LippeBaskets haben wenig zu verlieren

Basketball: 2. Regionalliga

Die LippeBaskets reisen am Samstag nach Paderborn. Gegen das heimstärkste Team der Liga haben die ‚Werner wenig zu verlieren. Ein besonderer Faktor könnte entscheidend sein.

Werne

von Marc-André Landsiedel

, 15.12.2017 / Lesedauer: 3 min
LippeBaskets haben wenig zu verlieren

Am ersten Spieltag bezwangen die LippeBaskets Werne um Niklas Keilinghaus (r.) und Stefan Pavleski (M.) die Paderborn Baskets II mit 64:54. Seitdem mauserten sich die Paderborner zum besten Heimteam der Liga. © Greis

Erleichterung ist es, was Trainer Christoph Henke seit dem vergangenen Wochenende verspürt. Da fuhren die LippeBaskets Werne mit dem 81:71-Erfolg bei den Bochumer AstroStars II endlich den ersten Auswärtssieg ein.

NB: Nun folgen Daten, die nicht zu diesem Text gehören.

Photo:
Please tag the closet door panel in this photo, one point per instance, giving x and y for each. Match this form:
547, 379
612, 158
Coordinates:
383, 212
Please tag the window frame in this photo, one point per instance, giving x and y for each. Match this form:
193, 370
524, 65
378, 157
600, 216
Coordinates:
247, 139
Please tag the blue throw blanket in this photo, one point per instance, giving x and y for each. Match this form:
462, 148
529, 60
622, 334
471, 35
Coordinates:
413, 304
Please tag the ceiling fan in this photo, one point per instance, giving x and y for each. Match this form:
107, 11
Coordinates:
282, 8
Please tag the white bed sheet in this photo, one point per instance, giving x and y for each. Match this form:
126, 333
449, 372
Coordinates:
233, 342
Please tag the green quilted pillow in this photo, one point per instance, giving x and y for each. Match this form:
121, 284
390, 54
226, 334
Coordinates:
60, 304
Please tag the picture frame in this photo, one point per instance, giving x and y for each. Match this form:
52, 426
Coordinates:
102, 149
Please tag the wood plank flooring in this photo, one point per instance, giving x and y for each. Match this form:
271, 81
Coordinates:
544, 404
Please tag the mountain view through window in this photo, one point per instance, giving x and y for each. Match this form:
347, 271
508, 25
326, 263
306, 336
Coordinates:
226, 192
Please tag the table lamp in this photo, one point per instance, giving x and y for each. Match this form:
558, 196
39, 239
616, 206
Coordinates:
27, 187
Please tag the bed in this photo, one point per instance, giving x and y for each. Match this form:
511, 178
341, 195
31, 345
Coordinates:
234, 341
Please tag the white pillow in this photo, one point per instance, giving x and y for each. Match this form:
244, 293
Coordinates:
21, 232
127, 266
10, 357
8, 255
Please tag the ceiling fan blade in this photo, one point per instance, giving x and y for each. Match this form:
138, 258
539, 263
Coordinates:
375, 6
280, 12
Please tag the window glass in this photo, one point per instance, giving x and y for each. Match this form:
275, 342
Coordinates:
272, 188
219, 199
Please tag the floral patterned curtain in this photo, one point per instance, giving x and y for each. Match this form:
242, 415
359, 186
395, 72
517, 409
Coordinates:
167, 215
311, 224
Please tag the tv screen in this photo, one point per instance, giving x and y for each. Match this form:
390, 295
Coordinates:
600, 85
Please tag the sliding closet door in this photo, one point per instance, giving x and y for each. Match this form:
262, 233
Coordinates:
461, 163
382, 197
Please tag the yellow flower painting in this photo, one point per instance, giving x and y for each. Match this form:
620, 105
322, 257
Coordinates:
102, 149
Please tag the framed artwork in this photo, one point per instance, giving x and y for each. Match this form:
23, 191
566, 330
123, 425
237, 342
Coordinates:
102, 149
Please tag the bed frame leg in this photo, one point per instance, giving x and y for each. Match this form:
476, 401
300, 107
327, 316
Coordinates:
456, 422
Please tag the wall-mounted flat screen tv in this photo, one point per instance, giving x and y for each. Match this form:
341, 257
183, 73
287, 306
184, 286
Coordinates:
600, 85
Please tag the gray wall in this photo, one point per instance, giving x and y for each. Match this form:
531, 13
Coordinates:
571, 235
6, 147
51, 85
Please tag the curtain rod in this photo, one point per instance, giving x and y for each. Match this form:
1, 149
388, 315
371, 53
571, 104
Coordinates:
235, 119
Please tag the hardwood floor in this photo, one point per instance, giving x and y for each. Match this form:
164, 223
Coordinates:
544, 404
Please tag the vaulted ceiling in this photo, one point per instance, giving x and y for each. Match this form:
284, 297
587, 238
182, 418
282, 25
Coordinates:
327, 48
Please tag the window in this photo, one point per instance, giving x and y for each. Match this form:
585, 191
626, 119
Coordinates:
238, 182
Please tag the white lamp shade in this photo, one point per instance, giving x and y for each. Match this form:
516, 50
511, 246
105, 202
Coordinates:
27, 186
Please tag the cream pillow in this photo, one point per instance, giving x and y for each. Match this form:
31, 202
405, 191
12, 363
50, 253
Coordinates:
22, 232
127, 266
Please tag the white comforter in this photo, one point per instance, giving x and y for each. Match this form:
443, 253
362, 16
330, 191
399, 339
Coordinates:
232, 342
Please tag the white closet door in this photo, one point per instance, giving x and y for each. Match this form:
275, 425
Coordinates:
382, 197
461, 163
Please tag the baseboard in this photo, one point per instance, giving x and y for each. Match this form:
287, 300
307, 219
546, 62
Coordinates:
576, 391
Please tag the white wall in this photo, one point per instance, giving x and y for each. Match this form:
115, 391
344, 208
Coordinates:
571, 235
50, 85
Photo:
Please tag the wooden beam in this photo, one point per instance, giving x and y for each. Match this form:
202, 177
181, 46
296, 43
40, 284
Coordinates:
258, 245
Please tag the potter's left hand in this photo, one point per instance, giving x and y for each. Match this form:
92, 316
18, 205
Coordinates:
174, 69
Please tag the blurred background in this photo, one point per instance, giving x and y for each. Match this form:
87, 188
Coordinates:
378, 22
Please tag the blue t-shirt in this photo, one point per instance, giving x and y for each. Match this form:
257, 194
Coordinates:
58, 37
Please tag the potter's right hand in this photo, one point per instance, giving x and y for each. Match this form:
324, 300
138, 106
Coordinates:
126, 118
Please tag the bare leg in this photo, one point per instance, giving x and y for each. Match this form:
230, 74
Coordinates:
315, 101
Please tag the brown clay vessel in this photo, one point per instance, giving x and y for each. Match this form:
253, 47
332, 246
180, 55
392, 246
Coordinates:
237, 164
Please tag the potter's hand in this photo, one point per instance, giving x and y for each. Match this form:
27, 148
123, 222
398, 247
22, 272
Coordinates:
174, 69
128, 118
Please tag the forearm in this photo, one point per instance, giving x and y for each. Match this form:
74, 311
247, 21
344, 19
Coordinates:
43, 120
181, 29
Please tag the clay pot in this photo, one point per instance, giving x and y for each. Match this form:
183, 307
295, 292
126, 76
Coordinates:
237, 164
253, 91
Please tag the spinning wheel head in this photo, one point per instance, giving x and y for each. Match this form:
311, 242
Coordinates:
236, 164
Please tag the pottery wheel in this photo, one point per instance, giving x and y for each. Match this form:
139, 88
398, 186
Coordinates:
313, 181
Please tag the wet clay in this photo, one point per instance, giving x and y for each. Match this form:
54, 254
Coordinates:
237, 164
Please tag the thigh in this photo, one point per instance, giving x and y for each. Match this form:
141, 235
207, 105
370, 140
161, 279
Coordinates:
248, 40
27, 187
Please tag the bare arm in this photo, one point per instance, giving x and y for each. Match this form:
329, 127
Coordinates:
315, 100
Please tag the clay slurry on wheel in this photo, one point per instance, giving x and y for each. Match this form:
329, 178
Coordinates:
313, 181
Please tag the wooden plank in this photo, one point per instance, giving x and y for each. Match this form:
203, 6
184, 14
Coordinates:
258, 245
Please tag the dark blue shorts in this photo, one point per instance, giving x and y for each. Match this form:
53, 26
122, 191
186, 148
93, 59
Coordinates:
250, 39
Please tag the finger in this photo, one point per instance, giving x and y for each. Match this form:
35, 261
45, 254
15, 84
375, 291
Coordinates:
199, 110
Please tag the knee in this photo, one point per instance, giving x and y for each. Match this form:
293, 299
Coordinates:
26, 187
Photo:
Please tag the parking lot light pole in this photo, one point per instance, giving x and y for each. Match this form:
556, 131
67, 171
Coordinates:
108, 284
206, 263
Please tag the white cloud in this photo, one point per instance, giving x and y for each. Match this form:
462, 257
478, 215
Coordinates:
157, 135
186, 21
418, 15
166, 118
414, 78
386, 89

Stärkstes Heimteam der Liga

Ob am Samstag bei den Paderborn Baskets II direkt der zweite Erfolg auf fremdem Parkett folgen kann? „Das wird sehr kompliziert“, weiß der LBW-Coach. Denn Paderborn ist die stärkste Heimmannschaft der Liga. Vier Siege aus fünf Spielen stehen für die Gastgeber zu Buche, darunter zwei Erfolge gegen das Spitzenduo der Liga, den SVD Dortmund und TSV Hagen. Die Rollen sind daher aus Henkes Sicht klar verteilt: „Paderborn ist der Favorit“.

Zwar behielten die LippeBaskets am ersten Spieltag beim 64:54-Sieg gegen Paderborn die Oberhand, „doch seitdem haben sich die Paderborner gefangen und sehr schnell akklimatisiert“, erklärt Henke.

Faktor Erleichterung

Was hingegen für die Werner spricht, ist der Erfolg vom vergangenen Wochenende. Und damit wären wir wieder beim Faktor Erleichterung. „Nach dem Sieg in Bochum können wir befreit aufspielen. Wir haben in Paderborn eigentlich wenig zu verlieren – dafür viel zu gewinnen“, beschwört Henke den mentalen Vorteil herbei.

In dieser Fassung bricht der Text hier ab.